FDA, Doctors’ Group Reach Agreement on Production of Pfizer Vaccine Documents
FDA, Doctors’ Group Reach Agreement on Production of Pfizer Vaccine Documents

By Zachary Stieber

A group seeking all the documents analyzed by U.S. drug regulators before approving Pfizer’s COVID-19 vaccine has reached an agreement with the government on how fast the documents will be produced.

The Food and Drug Administration (FDA) must produce 10,000 pages by March 1 and another 10,000 pages by April 1 in response to the Freedom of Information Act request and subsequent lawsuit by the Public Health and Medical Professionals for Transparency, according to the agreement, which was approved by the judge overseeing the case on Feb. 2.

The FDA must then produce 80,000 additional pages in three tranches, one due May 2, one due June 1, and one due July 1.

The regulatory agency was ordered to produce 70,000 pages by Aug. 1 and then 55,000 pages on or before the first business of each month thereafter.

The amendment to the production requirement keeps the total schedule at about 8 months.

The case was brought by the doctor’s group after the FDA resisted handing over the documents, which analyze Pfizer’s clinical trial evaluating the safety and efficacy of its shot and other data.

Both sides agree the group is entitled to the approximately 450,000 documents, but the FDA had pushed for a production schedule that, if approved, would have taken some 75 years to complete.

In a hearing on Dec. 14, 2021, U.S. District Judge Mark Pittman, the Trump nominee overseeing the case, described it as involving “the most important issue of our time.”

“When you’re being asked or, indeed, mandated to take something and insert a foreign substance in your body, I would think, first and foremost, that the government ought to have to—in our system of government, we’re not in communist Russia or China or in Nazi Germany—when the government has mandated something, I would think the American people are entitled to know the underlying efficacy of what they’re being asked to do. It’s no doubt in my mind that this is something that needs to be produced posthaste. The only question I have in my mind is when and how it can be done in a manner in which I’m not shutting down the entire FDA,” he said.
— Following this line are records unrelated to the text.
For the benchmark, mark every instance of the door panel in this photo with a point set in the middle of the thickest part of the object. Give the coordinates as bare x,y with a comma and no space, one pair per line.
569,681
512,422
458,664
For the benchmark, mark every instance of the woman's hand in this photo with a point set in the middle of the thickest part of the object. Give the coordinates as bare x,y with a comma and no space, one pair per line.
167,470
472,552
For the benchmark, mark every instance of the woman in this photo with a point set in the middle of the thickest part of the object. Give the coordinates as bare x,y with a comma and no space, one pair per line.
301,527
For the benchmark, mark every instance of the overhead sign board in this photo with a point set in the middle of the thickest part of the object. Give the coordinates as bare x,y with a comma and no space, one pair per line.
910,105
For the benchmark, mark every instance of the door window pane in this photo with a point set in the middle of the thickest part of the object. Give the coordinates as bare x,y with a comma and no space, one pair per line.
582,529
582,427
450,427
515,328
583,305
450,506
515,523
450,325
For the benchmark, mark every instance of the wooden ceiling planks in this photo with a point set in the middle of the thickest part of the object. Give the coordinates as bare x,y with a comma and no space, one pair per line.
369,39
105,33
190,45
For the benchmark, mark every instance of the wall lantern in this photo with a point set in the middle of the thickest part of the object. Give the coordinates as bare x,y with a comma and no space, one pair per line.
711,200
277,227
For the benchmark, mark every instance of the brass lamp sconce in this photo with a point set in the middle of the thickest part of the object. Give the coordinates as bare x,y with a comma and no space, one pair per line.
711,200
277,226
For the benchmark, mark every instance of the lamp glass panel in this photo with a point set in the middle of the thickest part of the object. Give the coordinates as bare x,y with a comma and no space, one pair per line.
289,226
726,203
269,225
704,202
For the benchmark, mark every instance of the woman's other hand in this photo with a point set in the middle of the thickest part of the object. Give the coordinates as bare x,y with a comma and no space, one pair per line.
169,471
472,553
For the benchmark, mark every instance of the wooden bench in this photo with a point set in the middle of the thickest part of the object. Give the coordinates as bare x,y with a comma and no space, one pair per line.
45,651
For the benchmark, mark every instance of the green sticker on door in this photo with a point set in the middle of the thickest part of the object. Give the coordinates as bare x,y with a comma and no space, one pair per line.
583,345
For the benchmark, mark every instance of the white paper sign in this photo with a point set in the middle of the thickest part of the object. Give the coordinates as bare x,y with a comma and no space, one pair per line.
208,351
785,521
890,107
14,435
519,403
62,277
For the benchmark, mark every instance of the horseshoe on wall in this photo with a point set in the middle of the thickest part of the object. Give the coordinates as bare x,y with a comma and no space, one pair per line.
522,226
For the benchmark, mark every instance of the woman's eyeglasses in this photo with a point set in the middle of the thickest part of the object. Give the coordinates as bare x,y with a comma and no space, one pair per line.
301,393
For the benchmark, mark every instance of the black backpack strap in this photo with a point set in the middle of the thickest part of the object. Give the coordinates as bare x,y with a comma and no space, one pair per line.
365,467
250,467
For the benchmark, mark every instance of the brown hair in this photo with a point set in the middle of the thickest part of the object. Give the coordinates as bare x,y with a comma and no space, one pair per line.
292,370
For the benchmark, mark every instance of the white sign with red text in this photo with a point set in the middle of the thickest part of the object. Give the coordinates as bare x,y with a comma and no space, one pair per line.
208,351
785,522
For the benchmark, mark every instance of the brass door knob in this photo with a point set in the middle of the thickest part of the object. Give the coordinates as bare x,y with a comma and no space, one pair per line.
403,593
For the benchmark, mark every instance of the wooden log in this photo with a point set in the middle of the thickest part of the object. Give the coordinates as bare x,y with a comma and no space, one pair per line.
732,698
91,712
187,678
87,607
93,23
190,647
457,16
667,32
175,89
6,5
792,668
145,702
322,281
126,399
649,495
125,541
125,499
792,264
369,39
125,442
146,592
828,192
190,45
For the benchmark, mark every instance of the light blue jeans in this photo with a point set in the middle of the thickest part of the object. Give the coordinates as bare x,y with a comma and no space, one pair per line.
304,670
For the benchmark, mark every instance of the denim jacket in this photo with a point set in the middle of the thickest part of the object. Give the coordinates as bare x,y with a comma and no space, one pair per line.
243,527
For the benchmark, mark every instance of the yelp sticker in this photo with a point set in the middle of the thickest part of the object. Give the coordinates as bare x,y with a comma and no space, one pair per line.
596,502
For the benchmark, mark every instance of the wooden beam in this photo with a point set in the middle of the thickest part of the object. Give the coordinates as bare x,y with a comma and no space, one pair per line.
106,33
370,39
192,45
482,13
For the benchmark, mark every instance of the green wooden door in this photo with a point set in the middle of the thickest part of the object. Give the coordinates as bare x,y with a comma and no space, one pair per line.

A Department of Justice lawyer said that the FDA had “bent over backwards” to get the plaintiffs the information they wanted but warned against ordering too much production too soon because of the labor the government insists is required.

The lawyer pointed to a set of 3,000 documents that the FDA sent to the group and said FDA employees found dozens of instances of potentially identifying information that needed redacting, highlighting why officials want to review the documents “line by line.”
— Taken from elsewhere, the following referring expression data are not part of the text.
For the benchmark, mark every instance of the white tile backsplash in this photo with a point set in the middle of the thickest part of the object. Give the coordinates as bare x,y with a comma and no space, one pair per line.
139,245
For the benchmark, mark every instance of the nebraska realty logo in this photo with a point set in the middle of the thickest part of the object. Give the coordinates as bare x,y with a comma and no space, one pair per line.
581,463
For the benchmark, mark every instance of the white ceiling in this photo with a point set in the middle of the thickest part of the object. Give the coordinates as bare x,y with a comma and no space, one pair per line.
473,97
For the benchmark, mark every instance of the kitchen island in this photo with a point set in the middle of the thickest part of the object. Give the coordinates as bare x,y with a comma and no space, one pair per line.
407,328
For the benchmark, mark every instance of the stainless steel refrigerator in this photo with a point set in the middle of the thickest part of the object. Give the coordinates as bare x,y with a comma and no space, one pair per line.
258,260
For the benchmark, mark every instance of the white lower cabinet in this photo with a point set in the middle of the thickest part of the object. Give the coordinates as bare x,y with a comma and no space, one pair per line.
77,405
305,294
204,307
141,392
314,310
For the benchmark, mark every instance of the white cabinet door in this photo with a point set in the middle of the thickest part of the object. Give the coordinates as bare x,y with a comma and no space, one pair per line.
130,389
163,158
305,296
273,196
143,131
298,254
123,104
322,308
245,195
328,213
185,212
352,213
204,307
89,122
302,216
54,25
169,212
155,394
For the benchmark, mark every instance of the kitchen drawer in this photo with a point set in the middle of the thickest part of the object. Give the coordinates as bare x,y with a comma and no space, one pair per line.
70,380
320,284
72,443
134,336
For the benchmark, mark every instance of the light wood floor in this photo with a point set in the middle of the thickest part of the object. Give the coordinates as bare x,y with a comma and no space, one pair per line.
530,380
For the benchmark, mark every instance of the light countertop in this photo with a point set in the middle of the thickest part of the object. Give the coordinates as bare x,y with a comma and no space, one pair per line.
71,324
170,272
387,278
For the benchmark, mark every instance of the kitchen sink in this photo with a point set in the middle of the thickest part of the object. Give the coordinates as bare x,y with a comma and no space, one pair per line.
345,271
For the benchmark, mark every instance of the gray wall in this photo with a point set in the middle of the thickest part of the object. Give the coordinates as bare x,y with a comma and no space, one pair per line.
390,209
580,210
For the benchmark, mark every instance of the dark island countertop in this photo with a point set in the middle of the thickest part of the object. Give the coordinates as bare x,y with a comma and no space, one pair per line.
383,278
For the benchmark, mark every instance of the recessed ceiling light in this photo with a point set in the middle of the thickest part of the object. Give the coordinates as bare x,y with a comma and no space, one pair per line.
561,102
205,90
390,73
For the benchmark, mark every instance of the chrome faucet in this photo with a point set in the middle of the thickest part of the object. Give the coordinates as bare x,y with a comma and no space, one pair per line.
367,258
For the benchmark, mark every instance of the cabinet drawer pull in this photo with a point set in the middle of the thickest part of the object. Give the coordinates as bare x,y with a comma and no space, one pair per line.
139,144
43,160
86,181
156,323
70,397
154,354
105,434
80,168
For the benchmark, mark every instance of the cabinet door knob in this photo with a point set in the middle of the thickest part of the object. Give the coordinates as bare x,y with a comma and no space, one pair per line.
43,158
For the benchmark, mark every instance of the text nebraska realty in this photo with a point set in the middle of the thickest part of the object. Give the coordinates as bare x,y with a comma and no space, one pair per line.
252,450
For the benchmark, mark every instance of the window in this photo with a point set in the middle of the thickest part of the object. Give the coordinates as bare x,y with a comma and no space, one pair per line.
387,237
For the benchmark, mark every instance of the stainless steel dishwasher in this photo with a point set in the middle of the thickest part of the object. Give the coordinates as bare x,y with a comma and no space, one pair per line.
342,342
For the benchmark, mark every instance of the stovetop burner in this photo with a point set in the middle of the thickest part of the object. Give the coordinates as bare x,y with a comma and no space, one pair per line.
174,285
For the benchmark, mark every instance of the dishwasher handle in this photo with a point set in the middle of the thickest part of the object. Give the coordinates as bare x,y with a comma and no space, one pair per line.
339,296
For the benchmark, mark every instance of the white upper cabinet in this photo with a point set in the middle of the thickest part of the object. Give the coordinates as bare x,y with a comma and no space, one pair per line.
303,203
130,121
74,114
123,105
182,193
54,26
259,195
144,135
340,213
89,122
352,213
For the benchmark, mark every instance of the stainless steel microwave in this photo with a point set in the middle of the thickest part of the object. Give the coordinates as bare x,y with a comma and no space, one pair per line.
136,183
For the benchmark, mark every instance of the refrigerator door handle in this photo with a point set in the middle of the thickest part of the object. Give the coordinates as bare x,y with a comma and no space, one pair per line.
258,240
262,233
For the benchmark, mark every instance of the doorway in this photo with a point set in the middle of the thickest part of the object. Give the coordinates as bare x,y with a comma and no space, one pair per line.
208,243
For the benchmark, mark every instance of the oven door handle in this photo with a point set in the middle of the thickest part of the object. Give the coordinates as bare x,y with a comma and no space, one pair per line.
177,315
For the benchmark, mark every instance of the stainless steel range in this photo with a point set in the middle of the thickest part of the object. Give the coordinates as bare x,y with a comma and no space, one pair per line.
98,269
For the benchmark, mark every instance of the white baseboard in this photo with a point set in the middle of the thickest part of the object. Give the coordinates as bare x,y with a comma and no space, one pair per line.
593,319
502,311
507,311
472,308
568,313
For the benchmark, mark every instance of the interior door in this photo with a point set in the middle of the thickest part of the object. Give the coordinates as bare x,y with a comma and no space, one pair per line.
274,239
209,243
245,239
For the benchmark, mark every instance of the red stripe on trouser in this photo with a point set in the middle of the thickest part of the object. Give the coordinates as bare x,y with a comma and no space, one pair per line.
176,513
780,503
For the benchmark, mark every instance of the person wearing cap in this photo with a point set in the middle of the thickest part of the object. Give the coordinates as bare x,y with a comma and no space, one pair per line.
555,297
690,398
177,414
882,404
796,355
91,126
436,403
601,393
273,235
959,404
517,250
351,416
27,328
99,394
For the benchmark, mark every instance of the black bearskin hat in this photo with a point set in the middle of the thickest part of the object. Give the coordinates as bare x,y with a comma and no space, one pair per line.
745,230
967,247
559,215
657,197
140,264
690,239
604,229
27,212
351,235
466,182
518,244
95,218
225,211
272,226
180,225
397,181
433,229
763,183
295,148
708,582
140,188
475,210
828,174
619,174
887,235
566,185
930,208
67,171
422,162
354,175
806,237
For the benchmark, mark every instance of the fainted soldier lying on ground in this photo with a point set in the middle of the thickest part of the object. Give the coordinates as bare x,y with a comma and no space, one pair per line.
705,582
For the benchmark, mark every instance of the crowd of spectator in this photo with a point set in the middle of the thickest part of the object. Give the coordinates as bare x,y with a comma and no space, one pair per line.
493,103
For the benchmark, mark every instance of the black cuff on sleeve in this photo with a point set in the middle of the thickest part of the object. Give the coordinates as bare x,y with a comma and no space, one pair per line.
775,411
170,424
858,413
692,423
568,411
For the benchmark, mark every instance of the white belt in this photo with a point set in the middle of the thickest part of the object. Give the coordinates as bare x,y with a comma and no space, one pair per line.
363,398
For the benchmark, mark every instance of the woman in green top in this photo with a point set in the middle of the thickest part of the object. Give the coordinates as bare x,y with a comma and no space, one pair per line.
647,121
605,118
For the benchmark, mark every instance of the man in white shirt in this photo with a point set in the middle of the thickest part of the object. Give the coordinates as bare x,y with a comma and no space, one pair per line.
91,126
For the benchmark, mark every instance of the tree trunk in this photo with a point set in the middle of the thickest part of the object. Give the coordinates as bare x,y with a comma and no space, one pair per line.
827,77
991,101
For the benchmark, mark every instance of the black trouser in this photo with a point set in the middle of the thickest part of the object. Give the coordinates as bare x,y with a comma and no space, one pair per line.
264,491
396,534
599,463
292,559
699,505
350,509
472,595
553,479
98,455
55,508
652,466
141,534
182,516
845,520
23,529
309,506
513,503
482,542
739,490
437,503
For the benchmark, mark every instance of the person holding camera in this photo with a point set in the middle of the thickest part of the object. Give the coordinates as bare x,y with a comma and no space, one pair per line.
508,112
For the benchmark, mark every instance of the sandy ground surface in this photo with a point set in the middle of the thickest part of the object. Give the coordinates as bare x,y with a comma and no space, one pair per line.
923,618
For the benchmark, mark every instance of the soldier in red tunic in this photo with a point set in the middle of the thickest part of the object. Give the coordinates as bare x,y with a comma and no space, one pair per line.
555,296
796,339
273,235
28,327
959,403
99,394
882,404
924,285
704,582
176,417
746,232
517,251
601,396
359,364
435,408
Aaron Siri, a lawyer representing the plaintiffs, told the judge that the FDA could hire independent contractors, get reviewers allocated from other agencies like the DOJ, or make Pfizer review the documents. The government lawyer suggested only FDA workers can do the review. Siri also noted that the government reviewed Pfizer’s request for emergency authorization for the jab in 108 days, and that 108 days had already passed since the time of the request for documents.

At one point, Siri told the judge that making the documents public would “give confidence to the American people that the medical product that they’re being mandated to receive, the medical product that the federal government has said is the only thing that will be able to end this pandemic has, in fact, been properly reviewed, licensed and approved.”

Pittman has not ruled on Pfizer’s move to intervene in the case, though that decision should be coming shortly.